Il nous faudra saisir ultérieurement ce qu’est et ce qu’implique le relativisme en profondeur. Pour l’instant, satisfaisons-nous de cette préconception superficielle et demandons-nous si notre époque a abandonné l’idée d’une objectivité des valeurs.
Un simple regard montre au contraire que jamais n’a eu lieu un tel phénomène. On constate tout d’abord plutôt un retour du religieux, voire du fanatisme. Or le religieux ne prête pas une valeur subjective à son Dieu, mais lui accorde pleine valeur objective –à plus forte raison un fanatique : celui-ci ne se précipitera jamais dans la mort pour quelque chose qui n’aurait jamais qu’une valeur subjective. En général, la violence qui secoue un monde est le signe d’un monde qui croit à l’objectivité de la valeur.
Dira-t-on alors que cet abandon est effectif parmi les « gens qui comptent », c’est-à-dire parmi les « gens qui savent » ? Or même à l’intérieur de la communauté savante, cet abandon n’est pas complet. Quelques essais visant à fonder l’objectivité de la valeur -principalement celle de la morale- apparaissent aujourd’hui : citons M. Conche (le Fondement de la morale), A. Léonard (le Fondement de la morale), R. Misrahi (Qu’est-ce que l’éthique ?), H. Putnam (Fait/Valeur : la fin d’un dogme et autres essais), D. Wiggins, (Vérité et morale)…
Si donc la notion de valeur objective a été abandonnée, elle l’a été non pas par l’humanité toute entière, mais par une certaine partie de celle-ci.
En conséquence, c’est commettre un contresens majeur que de dire que notre époque est relativiste ; elle est à proprement parler une ère dans laquelle le relativisme s’exprime avec plus de liberté qu’auparavant, mais il serait faux de croire que le relativisme est l’unique point de vue qui serait la vérité de notre temps. Si cela était, cela signifierait que notre époque a un horizon, à savoir un point de vue qui englobe tous les autres et leur confère une signification : le relativisme. Or notre époque se révèle au contraire comme la première dans laquelle toutes les théories axiologiques sont affirmées « les unes à côté des autres » : l’objectivisme côtoie le relativisme, l’optimisme le nihilisme, l’athéisme le fanatisme, etc… Il nous semble correct de ce fait de définir l’ère post-moderne comme une « époque sans horizon », puisque aucune théorie axiologique ne prime sur les autres. Croire le contraire reviendrait à mécomprendre la signification –et la vérité profonde- de la pensée de Lyotard et de Sartre. Ce serait continuer à penser notre époque comme une mélodie et non comme une cacophonie.

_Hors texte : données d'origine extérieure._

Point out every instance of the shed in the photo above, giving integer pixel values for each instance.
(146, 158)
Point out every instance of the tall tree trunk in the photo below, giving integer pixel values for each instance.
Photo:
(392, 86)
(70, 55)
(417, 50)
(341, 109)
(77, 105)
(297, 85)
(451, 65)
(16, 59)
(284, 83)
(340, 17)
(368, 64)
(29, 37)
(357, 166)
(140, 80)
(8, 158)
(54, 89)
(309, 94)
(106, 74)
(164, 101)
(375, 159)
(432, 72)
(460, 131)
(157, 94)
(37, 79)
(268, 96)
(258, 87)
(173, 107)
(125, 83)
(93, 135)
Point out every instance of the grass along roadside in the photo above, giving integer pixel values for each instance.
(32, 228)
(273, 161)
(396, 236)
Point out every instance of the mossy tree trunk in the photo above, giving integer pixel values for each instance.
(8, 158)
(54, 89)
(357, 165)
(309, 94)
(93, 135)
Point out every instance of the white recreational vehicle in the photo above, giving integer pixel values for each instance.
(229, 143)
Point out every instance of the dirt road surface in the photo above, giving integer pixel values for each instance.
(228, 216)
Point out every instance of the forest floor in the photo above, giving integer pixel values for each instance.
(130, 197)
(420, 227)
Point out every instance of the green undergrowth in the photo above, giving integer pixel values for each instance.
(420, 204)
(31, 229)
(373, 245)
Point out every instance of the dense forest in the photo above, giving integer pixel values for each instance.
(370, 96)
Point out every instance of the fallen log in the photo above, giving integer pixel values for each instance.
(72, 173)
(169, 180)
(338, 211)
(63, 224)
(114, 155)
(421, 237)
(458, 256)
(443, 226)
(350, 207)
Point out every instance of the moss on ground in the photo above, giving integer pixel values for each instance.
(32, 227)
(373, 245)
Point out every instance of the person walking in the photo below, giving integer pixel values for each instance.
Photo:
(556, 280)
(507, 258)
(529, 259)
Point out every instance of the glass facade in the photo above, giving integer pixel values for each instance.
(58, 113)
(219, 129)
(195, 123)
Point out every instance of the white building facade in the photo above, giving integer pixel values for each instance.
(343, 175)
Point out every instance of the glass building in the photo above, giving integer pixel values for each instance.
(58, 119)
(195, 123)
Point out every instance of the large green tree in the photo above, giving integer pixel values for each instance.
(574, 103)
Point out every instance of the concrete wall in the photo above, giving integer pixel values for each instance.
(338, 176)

La métaphore littéraire qui permet de comprendre le mieux le post-moderne nous semble être la « rencontre fortuite sur une table de dissection d’un parapluie et d’une machine à coudre » de Lautréamont : cette rencontre dénuée de sens de choses sans rapport aucun figure bien la juxtaposition insensée postmoderne de théories axiologiques incommensurables.
De ce fait, vouloir réduire le post-moderne au relativisme, ce serait vouloir conter le monde, c’est-à-dire l’enfermer dans un « grand récit » -hier le marxisme, aujourd’hui le relativisme. Ce qui prime au contraire aujourd’hui, c’est la cacophonie de toutes les hiérarchies de valeurs qui, libérées par la démocratie libérale, s’affirment haut et fort et s’entrechoquent dans la violence et le bavardage.
Notre monde n’apparaît donc pas comme celui de la perte du sens, mais celui de l’affirmation de tous les sens possibles.